News / Asia

    General Says US May Be Needed in Afghan South for Years

    The commander of the U.S. Marine Corps says it likely will take a few years to transfer security duty to Afghan forces in the country's key southern provinces.

    General James Conway says some American forces in Afghanistan probably will turn over combat duties to Afghan forces in 2011.  However, he adds, that probably will not include Marines battling insurgents in Helmand and Kandahar, the birthplace of the Taliban.

    Conway said President Barack Obama's declaration that he will begin reducing the number of U.S. troops in Afghanistan by July 2011 has bolstered Taliban morale.  But the general noted that the Taliban will be in for a surprise next summer when they realize U.S. forces are remaining in large numbers.

    The last of 30,000 additional U.S. troops ordered to Afghanistan by President Obama will arrive at the end of next month.  That will bring the total number of U.S. forces in the country to 98,000.
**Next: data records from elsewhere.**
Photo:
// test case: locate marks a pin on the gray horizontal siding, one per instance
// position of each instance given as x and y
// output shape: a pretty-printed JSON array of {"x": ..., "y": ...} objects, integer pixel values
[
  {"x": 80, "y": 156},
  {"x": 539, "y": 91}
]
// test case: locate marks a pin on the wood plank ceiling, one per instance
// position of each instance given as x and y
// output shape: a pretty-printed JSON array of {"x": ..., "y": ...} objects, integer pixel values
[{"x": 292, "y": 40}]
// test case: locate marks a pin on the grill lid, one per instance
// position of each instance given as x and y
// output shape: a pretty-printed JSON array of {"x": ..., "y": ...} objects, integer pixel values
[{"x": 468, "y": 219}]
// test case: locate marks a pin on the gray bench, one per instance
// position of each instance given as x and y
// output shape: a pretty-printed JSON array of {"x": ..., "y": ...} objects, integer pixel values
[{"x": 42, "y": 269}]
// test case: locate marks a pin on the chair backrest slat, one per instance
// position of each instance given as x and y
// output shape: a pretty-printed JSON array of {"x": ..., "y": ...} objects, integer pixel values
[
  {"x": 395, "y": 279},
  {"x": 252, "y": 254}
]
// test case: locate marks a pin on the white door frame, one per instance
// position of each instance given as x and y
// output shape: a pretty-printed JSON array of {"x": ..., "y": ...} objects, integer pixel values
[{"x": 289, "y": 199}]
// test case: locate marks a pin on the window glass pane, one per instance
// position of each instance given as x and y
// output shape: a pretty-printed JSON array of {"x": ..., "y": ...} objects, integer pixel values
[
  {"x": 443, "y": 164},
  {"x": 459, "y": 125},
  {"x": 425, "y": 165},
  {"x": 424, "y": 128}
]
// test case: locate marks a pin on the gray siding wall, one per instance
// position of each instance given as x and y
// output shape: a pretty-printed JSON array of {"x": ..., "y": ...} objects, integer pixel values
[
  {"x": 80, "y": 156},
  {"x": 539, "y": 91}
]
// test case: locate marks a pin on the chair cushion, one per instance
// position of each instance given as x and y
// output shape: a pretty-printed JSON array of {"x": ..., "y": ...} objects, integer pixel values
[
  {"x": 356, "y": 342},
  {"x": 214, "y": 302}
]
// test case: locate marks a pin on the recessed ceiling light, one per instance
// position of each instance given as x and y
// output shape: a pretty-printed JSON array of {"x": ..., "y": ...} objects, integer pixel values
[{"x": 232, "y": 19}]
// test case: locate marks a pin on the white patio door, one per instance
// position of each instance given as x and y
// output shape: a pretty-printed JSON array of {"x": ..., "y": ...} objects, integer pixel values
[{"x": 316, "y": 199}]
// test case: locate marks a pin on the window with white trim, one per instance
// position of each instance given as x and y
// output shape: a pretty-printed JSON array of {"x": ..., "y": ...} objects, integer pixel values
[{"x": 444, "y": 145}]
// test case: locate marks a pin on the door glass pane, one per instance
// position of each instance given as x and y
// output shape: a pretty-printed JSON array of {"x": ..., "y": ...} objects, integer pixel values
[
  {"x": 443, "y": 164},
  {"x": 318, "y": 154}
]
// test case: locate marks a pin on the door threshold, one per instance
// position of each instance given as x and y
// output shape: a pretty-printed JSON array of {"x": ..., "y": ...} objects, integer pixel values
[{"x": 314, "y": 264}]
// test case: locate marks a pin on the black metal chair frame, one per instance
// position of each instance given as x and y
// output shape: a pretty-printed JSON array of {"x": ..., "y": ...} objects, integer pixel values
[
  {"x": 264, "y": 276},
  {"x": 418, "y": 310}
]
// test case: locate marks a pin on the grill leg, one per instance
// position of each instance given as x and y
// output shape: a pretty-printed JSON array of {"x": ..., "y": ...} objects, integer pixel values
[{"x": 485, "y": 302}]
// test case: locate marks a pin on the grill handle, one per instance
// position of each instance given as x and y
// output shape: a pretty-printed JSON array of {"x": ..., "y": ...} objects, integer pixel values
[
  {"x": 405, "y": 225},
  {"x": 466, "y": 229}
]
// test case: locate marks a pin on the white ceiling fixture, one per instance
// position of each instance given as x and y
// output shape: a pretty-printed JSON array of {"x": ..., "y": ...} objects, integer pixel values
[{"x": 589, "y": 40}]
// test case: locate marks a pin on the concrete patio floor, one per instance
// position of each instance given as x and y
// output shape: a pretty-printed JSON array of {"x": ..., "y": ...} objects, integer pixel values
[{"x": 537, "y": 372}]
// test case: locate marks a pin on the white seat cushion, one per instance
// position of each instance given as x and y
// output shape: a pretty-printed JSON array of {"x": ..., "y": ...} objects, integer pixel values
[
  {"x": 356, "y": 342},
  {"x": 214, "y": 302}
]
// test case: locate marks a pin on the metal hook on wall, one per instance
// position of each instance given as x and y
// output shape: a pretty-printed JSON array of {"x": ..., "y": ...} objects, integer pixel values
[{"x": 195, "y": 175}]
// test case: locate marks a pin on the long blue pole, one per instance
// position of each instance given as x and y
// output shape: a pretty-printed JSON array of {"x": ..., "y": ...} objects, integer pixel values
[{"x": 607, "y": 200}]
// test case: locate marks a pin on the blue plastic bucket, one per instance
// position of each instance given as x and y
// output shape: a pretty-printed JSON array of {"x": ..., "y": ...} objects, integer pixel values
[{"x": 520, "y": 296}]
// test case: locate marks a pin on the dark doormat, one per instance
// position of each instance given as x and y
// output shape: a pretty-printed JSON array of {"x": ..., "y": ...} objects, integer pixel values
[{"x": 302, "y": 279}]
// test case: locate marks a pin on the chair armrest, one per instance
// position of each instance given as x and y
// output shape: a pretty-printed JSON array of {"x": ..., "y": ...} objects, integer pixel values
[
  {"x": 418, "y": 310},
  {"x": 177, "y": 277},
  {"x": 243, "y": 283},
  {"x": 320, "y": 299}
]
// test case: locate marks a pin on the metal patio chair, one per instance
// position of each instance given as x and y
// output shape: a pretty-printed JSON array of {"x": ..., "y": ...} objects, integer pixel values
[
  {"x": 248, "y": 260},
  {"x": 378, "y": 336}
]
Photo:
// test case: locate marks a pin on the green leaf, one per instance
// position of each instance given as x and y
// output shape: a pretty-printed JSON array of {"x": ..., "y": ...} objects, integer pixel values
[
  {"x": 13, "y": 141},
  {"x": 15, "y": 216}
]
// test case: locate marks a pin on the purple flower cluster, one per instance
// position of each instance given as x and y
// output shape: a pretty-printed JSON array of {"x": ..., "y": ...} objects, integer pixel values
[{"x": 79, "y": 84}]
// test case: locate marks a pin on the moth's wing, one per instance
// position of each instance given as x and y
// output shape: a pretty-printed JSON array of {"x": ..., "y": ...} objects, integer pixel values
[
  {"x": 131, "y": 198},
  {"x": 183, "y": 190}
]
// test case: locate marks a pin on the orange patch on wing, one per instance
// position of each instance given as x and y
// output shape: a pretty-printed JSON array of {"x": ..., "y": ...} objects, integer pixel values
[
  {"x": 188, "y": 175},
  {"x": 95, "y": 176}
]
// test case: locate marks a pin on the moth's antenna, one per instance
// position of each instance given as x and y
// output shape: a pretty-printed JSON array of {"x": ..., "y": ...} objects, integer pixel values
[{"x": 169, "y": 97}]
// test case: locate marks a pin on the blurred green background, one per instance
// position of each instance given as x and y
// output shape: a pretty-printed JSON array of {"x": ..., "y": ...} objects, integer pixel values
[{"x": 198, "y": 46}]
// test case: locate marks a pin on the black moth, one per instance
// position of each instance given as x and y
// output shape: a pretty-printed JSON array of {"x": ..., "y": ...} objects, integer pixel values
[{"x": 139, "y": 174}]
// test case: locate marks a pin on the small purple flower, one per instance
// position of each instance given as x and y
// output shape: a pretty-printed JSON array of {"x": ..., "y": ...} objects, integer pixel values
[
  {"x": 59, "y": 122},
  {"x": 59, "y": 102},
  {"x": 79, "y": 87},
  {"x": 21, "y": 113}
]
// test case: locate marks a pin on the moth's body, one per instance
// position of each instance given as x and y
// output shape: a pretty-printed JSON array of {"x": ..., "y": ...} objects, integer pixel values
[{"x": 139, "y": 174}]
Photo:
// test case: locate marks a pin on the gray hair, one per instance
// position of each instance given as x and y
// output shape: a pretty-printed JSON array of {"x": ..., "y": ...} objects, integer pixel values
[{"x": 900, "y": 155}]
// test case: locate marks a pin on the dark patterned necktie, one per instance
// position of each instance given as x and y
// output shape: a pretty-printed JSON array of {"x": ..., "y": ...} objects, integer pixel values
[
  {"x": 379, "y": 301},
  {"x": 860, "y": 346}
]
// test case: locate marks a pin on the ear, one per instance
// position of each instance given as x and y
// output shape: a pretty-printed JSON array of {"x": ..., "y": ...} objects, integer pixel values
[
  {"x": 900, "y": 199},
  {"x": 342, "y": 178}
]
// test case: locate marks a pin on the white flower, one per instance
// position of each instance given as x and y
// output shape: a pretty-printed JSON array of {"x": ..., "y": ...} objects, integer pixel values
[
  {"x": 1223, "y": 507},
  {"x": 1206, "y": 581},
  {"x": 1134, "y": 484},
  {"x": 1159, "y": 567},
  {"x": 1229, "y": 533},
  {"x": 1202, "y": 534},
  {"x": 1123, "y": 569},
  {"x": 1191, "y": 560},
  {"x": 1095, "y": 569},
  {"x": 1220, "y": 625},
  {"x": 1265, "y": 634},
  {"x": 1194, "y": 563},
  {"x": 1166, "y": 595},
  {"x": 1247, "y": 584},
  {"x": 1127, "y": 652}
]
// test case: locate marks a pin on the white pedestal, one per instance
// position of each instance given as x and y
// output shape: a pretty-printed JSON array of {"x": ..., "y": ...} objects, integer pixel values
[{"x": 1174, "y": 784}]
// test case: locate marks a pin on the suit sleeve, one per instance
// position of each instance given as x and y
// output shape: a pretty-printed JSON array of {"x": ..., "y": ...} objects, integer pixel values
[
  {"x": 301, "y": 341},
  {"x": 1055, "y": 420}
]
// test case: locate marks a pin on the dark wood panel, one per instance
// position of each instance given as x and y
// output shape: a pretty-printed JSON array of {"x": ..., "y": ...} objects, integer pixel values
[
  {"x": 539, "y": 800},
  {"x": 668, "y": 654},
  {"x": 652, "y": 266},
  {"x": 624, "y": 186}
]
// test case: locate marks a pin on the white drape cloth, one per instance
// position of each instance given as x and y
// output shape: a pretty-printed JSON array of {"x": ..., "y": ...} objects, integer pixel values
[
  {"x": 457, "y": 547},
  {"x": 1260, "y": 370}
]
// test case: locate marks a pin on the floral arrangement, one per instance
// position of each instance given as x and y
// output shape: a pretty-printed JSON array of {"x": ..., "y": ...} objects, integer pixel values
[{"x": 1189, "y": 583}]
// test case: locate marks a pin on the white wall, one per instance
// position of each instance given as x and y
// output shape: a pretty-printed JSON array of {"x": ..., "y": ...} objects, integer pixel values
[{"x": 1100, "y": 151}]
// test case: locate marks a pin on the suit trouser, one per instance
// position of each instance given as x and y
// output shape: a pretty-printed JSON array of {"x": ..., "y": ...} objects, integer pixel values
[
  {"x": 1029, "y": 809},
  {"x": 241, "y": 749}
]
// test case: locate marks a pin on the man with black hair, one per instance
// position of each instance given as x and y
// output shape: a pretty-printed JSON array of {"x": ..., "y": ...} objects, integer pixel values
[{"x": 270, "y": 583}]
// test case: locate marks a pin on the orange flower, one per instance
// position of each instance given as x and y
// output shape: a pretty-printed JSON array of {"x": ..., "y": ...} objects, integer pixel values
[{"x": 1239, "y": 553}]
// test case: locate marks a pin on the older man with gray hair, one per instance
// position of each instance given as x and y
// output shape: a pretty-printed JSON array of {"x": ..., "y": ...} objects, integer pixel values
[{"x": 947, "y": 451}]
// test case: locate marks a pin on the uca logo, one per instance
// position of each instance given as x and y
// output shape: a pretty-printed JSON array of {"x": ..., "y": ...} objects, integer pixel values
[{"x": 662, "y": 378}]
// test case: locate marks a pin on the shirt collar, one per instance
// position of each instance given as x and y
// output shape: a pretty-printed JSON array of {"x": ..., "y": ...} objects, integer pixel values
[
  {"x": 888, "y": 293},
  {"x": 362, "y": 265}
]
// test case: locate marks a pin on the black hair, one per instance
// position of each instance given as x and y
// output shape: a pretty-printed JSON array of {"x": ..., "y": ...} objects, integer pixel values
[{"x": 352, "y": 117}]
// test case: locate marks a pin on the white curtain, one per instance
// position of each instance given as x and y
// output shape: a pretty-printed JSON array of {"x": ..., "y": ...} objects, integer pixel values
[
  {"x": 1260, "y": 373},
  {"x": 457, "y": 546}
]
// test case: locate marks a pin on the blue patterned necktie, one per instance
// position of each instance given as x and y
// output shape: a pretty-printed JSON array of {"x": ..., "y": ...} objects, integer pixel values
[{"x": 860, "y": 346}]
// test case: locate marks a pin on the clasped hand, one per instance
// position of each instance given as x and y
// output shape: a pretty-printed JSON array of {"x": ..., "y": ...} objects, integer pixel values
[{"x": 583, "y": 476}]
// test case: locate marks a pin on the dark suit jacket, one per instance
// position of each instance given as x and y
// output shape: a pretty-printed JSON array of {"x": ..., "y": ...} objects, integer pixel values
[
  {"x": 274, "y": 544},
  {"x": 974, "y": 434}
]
    NATO said Tuesday that separate attacks in southern Afghanistan killed two of its troops.

    NATO also said Tuesday that Afghan and international forces have killed more than 35 Taliban fighters this week as part of efforts to provide security for parliamentary elections next month.

    The alliance says the operation is focused on clearing Kabul province and rooting out insurgents.  NATO says it has recovered bomb-making materials, suicide vests and rocket-propelled grenades.

    Security remains a top concern ahead of Afghanistan's September 18 parliamentary vote.  Last week, Afghan officials said 900 polling centers, mainly in the south and east, would not open because they are in areas considered too dangerous.

    NATO also says it is investigating allegations that eight Afghan civilians were killed and 12 others wounded during a NATO raid Sunday in the northern province of Baghlan.

    In the east, NATO says insurgent small arms fire killed an Afghan boy and wounded another boy Monday during a militant attack on Afghan and international troops in Logar province.

    Some information for this report was provided by AP, AFP and Reuters.